The U.S. Senate voted 62-37 Wednesday to move forward with the RFMA — a bill that would federally recognize same-sex marriage and provide legal protections for interracial marriages. Reaching the 60 votes necessary, the legislation moved closer to becoming law.
Lee directed his letter to the 12 Republican lawmakers who joined Democrats in support of the RFMA, The Daily Signal reported. They are: Sens. Roy Blunt of Missouri, Richard Burr of North Carolina, Shelley Moore Capito of West Virginia, Susan Collins of Maine, Joni Ernst of Iowa, Cynthia Lummis of Wyoming, Rob Portman of Ohio, Mitt Romney of Utah, Dan Sullivan of Alaska, Thom Tillis of North Carolina, Lisa Murkowski of Alaska, and Todd Young of Indiana.
In the letter, Lee listed his concerns.
“Obergefell did not make a private right of action for aggrieved individuals to sue those who oppose same-sex marriage,” he wrote, citing the Supreme Court’s 2015 decision on same-sex marriage. “It did not create a mandate for the Department of Justice to sue where it perceived an institution opposed same-sex marriage, but the Respect for Marriage Act will.”
He added: “What we can expect should this bill become law is more litigation against those institutions and individuals trying to live according to their sincerely held religious beliefs and moral convictions.”
He called for protecting such institutions and individuals.

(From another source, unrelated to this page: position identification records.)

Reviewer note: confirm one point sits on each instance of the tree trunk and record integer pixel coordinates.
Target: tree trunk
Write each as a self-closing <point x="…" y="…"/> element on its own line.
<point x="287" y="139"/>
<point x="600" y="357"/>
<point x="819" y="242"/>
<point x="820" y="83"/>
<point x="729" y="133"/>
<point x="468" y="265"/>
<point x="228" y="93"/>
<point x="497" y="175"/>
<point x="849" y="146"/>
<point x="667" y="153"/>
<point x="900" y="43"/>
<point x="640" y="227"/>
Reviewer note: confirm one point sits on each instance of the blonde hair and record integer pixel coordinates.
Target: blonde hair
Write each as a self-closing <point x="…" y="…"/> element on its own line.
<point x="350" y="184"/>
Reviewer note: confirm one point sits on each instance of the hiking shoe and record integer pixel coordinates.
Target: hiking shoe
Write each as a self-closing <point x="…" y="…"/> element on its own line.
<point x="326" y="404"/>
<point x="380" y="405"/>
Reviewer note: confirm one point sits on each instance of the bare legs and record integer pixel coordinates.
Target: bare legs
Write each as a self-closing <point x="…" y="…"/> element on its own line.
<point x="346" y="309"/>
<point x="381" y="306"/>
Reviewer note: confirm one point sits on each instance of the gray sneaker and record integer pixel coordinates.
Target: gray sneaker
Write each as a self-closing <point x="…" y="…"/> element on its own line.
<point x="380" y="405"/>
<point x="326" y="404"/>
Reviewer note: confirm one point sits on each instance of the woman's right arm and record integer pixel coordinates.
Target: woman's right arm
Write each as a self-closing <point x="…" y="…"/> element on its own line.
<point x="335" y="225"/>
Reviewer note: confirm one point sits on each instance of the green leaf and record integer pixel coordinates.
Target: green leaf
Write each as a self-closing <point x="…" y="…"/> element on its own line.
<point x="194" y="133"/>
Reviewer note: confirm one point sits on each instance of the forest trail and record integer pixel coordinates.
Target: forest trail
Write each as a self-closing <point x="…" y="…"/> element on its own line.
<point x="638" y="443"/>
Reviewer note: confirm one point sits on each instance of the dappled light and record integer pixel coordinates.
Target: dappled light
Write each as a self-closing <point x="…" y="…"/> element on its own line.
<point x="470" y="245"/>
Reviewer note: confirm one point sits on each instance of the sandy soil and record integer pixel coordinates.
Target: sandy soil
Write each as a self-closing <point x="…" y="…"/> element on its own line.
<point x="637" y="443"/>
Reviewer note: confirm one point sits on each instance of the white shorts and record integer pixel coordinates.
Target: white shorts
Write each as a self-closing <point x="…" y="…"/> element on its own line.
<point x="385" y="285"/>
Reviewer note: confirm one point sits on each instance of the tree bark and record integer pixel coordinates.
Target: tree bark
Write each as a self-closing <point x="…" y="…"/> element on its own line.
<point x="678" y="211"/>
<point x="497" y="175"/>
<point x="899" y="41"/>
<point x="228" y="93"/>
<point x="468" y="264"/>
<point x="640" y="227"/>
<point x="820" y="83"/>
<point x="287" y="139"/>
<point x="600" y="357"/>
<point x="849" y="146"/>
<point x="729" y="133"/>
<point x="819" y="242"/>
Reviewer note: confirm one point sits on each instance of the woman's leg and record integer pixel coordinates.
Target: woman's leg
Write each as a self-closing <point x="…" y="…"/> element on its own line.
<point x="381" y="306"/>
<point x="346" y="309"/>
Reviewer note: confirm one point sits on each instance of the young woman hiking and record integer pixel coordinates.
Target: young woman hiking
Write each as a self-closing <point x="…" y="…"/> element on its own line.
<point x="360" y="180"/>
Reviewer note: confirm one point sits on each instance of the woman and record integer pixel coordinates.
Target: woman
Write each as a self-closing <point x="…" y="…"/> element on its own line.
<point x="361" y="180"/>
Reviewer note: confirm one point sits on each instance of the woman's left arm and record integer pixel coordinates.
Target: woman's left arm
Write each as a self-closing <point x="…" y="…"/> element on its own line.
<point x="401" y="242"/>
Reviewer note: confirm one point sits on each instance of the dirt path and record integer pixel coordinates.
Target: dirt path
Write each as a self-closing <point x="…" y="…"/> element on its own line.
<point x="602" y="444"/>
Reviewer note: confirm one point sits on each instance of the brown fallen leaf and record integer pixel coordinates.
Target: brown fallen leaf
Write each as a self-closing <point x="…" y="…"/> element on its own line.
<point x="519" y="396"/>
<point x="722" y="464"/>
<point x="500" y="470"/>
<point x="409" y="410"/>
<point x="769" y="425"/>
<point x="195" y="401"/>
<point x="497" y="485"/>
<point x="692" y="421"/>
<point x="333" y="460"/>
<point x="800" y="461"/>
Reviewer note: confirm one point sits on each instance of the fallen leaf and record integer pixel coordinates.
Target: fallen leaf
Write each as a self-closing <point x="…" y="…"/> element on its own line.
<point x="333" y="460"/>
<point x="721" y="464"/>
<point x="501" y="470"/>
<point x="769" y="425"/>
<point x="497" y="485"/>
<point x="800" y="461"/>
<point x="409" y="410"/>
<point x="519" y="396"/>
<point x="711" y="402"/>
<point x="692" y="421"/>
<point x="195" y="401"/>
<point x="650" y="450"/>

“Instead of subjecting churches, religious nonprofits, and persons of conscience to undue scrutiny or punishment by the federal government because of their views on marriage, we should make explicitly clear that this legislation does not constitute a national policy endorsing a particular view of marriage that threatens the tax-exempt status of faith-based nonprofits,” he wrote. “As we move forward, let us be sure to keep churches, religious charities, and religious universities out of litigation in the first instance.”
His amendment, he said, would offer protections.
“My amendment would ensure that federal bureaucrats do not take discriminatory actions against individuals, organizations, nonprofits, and other entities based on their sincerely held religious beliefs or moral convictions about marriage by prohibiting the denial or revocation of tax-exempt status, licenses, contracts, benefits, etc.,” he urged. “It would affirm that individuals still have the right to act according to their faith and deepest convictions even outside of their church or home.”
Lee’s office did not immediately respond to a request for comment.